There were many charges on which the appeasers may have been culpable, but that of neglecting the advances of the Berlin conspirators is not among the most serious. They looked at the past record of the German Army and of the German Conservatives in their relation to the Nazi Party. They re-read the reports of their Ambassadors in Berlin over the past ten years. Why indeed should they give credence to the idea of an attempt to overthrow Hitler by a conspiracy headed, so it seemed, by disgruntled Generals and former members of the Nationalist Party? The personalities of the envoys might be in themselves sufficient to convince of their personal sincerity and honesty, but what of their ability to fulfill their intentions and to make good their profession of faith?
To Mr.
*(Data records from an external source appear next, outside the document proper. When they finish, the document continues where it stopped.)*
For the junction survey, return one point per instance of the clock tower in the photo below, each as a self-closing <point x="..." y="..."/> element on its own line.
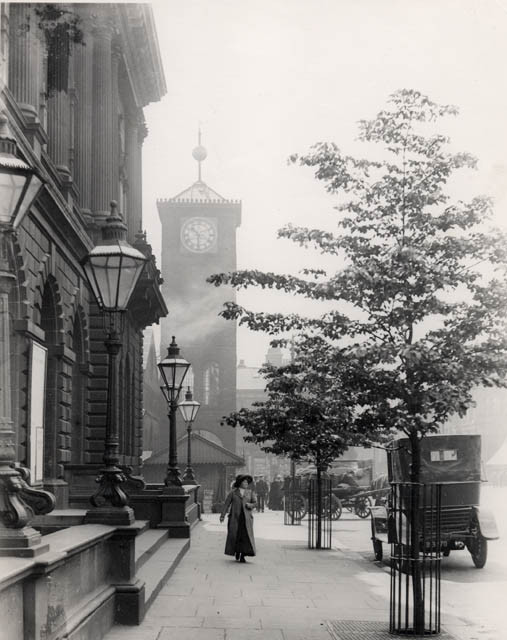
<point x="199" y="239"/>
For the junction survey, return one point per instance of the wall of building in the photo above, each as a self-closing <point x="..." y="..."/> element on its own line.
<point x="78" y="120"/>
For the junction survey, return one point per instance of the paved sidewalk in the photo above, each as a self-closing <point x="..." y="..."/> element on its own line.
<point x="286" y="592"/>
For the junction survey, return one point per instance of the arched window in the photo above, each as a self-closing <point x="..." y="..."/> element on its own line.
<point x="211" y="384"/>
<point x="48" y="324"/>
<point x="127" y="400"/>
<point x="121" y="410"/>
<point x="78" y="394"/>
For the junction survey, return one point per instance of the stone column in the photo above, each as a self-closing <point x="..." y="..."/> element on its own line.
<point x="115" y="130"/>
<point x="102" y="152"/>
<point x="18" y="500"/>
<point x="83" y="57"/>
<point x="134" y="139"/>
<point x="25" y="59"/>
<point x="58" y="127"/>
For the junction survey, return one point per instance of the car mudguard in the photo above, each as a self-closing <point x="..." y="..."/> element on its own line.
<point x="487" y="523"/>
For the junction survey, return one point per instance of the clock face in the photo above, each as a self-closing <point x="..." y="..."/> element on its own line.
<point x="199" y="234"/>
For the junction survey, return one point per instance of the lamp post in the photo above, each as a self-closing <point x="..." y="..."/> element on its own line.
<point x="189" y="408"/>
<point x="173" y="369"/>
<point x="19" y="186"/>
<point x="112" y="269"/>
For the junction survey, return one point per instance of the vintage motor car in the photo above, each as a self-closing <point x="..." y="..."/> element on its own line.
<point x="454" y="462"/>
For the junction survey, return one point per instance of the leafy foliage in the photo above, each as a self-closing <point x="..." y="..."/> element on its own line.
<point x="306" y="414"/>
<point x="425" y="279"/>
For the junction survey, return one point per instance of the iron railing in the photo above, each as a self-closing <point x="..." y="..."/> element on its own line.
<point x="416" y="545"/>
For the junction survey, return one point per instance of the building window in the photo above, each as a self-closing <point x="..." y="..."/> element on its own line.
<point x="211" y="384"/>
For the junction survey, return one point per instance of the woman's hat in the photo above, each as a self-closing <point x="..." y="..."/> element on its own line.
<point x="240" y="478"/>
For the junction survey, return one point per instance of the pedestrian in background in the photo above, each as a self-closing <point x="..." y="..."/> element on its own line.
<point x="261" y="489"/>
<point x="240" y="503"/>
<point x="276" y="495"/>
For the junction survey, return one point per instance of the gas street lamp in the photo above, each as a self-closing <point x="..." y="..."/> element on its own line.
<point x="189" y="408"/>
<point x="19" y="186"/>
<point x="112" y="269"/>
<point x="173" y="369"/>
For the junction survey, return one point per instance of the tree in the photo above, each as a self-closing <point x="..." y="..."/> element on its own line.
<point x="306" y="415"/>
<point x="423" y="276"/>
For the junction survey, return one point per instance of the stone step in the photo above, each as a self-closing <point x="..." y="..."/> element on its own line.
<point x="147" y="544"/>
<point x="159" y="566"/>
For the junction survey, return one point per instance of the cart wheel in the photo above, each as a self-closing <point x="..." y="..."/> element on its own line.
<point x="479" y="551"/>
<point x="362" y="507"/>
<point x="336" y="508"/>
<point x="377" y="545"/>
<point x="377" y="550"/>
<point x="297" y="505"/>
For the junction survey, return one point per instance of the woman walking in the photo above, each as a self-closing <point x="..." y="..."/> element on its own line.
<point x="240" y="502"/>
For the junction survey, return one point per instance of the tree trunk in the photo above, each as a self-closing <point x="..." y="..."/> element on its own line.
<point x="319" y="508"/>
<point x="414" y="524"/>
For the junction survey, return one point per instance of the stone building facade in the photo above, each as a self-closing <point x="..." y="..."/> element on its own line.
<point x="74" y="84"/>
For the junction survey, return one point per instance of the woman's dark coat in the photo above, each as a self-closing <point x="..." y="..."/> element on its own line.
<point x="236" y="504"/>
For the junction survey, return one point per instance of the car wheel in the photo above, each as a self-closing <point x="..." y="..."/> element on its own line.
<point x="479" y="551"/>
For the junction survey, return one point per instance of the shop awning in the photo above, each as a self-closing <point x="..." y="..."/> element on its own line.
<point x="203" y="452"/>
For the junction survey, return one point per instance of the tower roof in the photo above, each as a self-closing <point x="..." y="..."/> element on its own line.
<point x="199" y="192"/>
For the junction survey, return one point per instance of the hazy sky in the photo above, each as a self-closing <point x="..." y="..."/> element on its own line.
<point x="268" y="78"/>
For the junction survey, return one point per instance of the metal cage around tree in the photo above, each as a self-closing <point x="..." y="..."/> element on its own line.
<point x="415" y="534"/>
<point x="320" y="500"/>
Chamberlain and Lord Halifax, to MM. Daldier and Bonnet it seemed as if they were being asked to gamble with the fate of their countries on the very uneven chance of a successful coup d’état in Germany. They were being asked to adopt a threatening attitude toward Hitler on the assurance of the conspirators that this would not lead to war, but that Hitler would be overthrown at the moment at which his finger curled on the trigger. This was the fantastic demand made to the political leaders of Britain and France by men in Germany who themselves, in many cases, had been enthusiastic and, in others, tacit in the support of Hitler, and whose conversion to opposition or Resistance had been brought about—again in many cases—by their conviction that Hitler could gain no more for Germany without endangering her safety. To men who were as deeply committed to a policy of appeasement as were the Prime Minister of Great Britain and the Foreign Minister of France this was no deterrent argument. Supposing, as was more than likely, the Putsch failed and they were left confronting a belligerent Hitler?
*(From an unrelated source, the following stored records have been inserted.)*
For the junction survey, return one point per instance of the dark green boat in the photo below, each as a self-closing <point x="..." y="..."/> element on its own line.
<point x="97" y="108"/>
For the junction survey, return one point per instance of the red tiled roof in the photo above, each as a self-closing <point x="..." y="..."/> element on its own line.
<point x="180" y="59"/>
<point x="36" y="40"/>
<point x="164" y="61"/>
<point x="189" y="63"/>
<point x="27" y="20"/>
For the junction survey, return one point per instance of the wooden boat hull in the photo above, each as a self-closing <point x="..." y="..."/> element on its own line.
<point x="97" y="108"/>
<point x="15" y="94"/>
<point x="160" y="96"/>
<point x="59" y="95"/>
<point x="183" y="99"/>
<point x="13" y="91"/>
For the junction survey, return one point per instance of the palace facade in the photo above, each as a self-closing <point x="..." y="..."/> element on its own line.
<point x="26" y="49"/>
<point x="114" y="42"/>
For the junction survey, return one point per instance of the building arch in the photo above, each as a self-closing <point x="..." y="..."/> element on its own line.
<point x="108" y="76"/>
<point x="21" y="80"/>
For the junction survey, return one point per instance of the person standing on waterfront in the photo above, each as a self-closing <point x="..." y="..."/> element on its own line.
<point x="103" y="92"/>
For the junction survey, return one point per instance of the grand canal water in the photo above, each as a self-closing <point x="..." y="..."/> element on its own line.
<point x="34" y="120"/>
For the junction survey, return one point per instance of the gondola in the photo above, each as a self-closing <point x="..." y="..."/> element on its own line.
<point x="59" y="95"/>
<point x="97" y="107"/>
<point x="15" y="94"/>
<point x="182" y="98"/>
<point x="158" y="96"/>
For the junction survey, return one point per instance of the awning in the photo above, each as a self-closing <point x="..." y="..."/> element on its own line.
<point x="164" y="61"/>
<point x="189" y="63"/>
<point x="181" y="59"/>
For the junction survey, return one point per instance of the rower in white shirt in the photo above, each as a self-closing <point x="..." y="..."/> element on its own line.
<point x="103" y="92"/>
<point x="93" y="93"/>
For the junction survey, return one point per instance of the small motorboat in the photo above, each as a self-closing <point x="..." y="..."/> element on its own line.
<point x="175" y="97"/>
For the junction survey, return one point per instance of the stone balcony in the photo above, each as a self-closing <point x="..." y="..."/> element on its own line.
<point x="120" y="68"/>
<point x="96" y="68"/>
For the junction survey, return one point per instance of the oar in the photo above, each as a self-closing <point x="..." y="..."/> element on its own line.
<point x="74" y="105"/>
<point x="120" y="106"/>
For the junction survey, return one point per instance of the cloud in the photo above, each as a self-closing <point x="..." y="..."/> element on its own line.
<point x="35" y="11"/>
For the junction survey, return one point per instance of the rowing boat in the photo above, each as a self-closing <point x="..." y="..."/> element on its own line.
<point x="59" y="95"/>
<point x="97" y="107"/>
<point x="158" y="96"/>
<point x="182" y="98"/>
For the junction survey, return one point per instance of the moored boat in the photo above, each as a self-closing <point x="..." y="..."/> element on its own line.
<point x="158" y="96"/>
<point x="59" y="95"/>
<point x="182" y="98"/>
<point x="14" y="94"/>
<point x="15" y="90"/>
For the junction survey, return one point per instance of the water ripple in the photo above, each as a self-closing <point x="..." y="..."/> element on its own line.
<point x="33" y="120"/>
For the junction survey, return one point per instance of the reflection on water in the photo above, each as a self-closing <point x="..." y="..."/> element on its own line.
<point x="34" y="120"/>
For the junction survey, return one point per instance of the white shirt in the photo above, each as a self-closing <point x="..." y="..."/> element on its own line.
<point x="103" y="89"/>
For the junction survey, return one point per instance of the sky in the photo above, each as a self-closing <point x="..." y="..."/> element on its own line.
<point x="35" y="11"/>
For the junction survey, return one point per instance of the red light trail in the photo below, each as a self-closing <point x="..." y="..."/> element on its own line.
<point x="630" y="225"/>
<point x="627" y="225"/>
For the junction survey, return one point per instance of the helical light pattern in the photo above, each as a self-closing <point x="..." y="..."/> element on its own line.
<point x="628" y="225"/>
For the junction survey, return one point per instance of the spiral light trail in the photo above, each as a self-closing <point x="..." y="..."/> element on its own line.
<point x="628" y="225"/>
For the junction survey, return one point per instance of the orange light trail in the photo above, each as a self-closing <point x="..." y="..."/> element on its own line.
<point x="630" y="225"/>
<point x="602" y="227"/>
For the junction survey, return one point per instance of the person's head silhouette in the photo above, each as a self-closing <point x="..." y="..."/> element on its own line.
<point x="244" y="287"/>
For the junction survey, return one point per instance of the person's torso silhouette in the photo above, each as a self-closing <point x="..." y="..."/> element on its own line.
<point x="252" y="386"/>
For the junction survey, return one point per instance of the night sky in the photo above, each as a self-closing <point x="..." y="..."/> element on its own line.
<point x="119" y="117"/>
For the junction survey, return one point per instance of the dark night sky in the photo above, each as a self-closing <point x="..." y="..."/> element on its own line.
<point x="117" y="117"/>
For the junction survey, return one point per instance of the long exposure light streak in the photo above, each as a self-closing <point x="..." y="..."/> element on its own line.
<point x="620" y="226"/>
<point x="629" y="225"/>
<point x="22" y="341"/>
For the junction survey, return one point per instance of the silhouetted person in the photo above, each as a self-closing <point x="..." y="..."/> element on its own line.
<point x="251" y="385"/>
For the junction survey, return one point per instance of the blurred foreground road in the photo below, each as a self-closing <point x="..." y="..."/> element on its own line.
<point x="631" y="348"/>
These considerations undoubtedly played a part in the formulation of policy in London and in Paris and, without abating the gravity of the charges made against the men of Munich, one may at least forgive their failure to take seriously either the reliability of the conspirators or their ability to fulfill that which they claimed to be able to do.
Indeed, one may well ask, what would have happened in the very improbable event of such a Putsch succeeding? Was there any indication that a junta of Generals, followed by a reactionary provisional government, followed by a restoration of the Monarchy, albeit in constitutional guise, would be prepared to forego anything that Hitler had gained for Germany by blackmail and menace? Would the Reich not continue to rearm? Would the new regime not persist in the remilitarization of the Rhineland? Would they not hold that Austria was an inalienable part of the German Reich? And for the future, would they abate the territorial claims which Germany was then making good upon Czechoslovakia in respect of the Sudetenland and would later make upon Poland, one day longer than the moment at which they felt strong enough to take territories by force if they were not surrendered, even as Hitler was then demanding their surrender?